Key Product Decisions
This project reinforced a few decisions that made the whole system easier to evolve:
- Keep marketing and runtime separate. The site can ship copy, design, SEO, and pricing changes without disturbing the signal engine.
- Use feed contracts instead of direct app coupling. The website only needs stable JSON, not awareness of bot internals.
- Model state transitions explicitly. In this kind of product,
posted,activated,open,tp_hit, andsl_hitare the real business objects. - Treat observability as a feature. Debug routes, recap endpoints, and scanner logs are part of the product, not just internal developer tooling.
Discord Message Examples
One part of the product that mattered more than I expected was message design. The bot is not just generating trade ideas; it is publishing operationally useful updates that need to be scannable in fast-moving channels.

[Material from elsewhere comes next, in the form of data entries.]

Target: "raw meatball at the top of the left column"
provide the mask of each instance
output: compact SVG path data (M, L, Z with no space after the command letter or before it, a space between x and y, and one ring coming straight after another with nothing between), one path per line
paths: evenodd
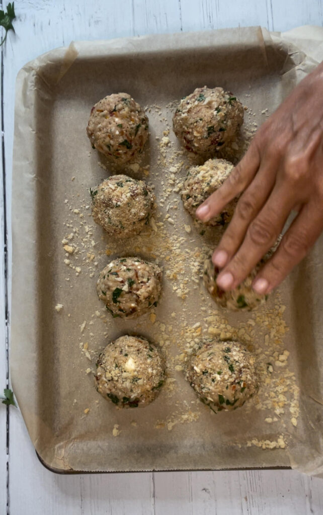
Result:
M127 93L116 93L92 107L87 127L92 145L115 164L142 152L148 138L148 118Z

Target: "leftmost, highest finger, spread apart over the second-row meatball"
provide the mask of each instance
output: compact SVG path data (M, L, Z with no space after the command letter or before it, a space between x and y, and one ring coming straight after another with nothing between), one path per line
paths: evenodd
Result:
M196 216L206 222L218 215L230 200L245 190L256 175L259 164L258 146L252 142L240 163L232 169L228 179L197 208Z

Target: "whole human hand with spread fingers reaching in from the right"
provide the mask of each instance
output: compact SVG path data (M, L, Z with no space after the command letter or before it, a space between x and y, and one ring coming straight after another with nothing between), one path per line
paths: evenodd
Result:
M243 192L243 193L242 193ZM217 284L238 286L275 244L291 211L298 215L252 283L268 294L299 263L323 230L323 63L260 127L229 178L196 210L202 221L241 195L212 261Z

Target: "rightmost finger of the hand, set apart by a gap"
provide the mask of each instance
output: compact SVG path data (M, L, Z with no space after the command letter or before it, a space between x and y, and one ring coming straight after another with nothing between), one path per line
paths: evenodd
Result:
M273 255L253 281L253 289L268 294L278 286L314 245L323 230L321 205L305 204L293 224L284 234Z

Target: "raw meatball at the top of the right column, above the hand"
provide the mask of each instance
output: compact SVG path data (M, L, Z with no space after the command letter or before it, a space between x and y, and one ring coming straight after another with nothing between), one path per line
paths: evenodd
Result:
M212 155L237 135L243 123L241 102L223 88L197 88L181 99L174 132L190 152Z

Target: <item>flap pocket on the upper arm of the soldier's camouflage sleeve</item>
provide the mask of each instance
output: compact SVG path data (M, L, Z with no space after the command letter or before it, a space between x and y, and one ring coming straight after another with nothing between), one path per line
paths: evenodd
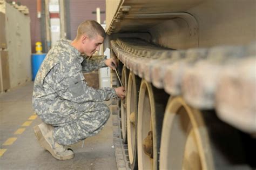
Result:
M83 80L84 76L80 73L69 80L69 90L73 97L81 96L84 93Z

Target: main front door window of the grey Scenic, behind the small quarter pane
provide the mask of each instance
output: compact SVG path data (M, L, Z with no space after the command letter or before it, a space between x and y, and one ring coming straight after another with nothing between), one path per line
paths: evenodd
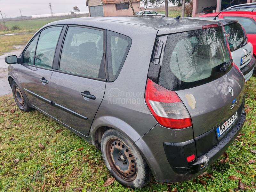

Here are representative examples from the actual formatter layer.
Signal post
Signal 12 | April 2026
BTCUSDT
Trade direction: Long 🟢
Market entry @ 84250
TP @ 85400
SL @ 83800
Recomended Leverage 50x | Max risk 0.5% - 2%
Live read: 3:39pm Peru / 20:39 UTC | Price ~$84,250 | 24h 🟢 +2.34%
Confluence: EMA50 🟢 above | VWAP 🟢 above | MACD 🟢 bull | RSI 🟢 58.14 | Vol 🟢 above avg | CG 🟢 +2.12%
Score: Blofin Signal L5/S1 | Extra Confirmation L3/S0
Why we take it: The bullish read is aligned enough to pass the trigger, with price above EMA50 and VWAP, ADX at 24.70 confirming trend strength, and coingecko agrees with +2.12% over 24h.
Sources: Blofin 1H candles, Blofin live ticker, Blofin mark price, CoinGecko spot context when available
[Join this BTC Trade with us →](https://blofin.com/futures/en/BTC-USDT)
[Fuel the squad on Blofin →](https://partner.blofin.com/d/asc2454)
@everyone
Activation post
BTC Signal #12 activated
📍 BTC Long | Entry 84250 | TP 85400 | SL 83800
Close post
That one did what it needed to do.
ETH closed by TP
🟢 ETH Signal #13 | +47.17%
Monthly recap
Month recap so far:
🔴 SOL Signal #10 | -14.11%
📈 BTC Signal #12 | Open
Open for: 1h 24m | Price: 84610 | TP: 0.93% away | SL: 0.96% away
Projected resolution window: 1-4h (Volatility-based estimate, not a guaranteed close time)
🟢 ETH Signal #13 | +47.17%
Winrate:
1 win / 2 closed = 50.00%
Total PnL:
Percent: +33.06%
USDT: +330.60
The short lead lines on signal and close posts come from a controlled phrase bank, so the exact first sentence can vary without changing the structural layout of the message.
Outcome
By the end of the project I had a complete product stack rather than just a signal bot: a branded website, free preview experience, VIP conversion flow, SEO content engine, signal scoring runtime, persistent tracker, chart media service, and deployable infrastructure that connected all of it together.
The main lesson was that the signal algorithm is only one slice of the problem. The real work is in the contracts between systems, the honesty of the reporting layer, and the reliability of the publishing workflow that traders actually see.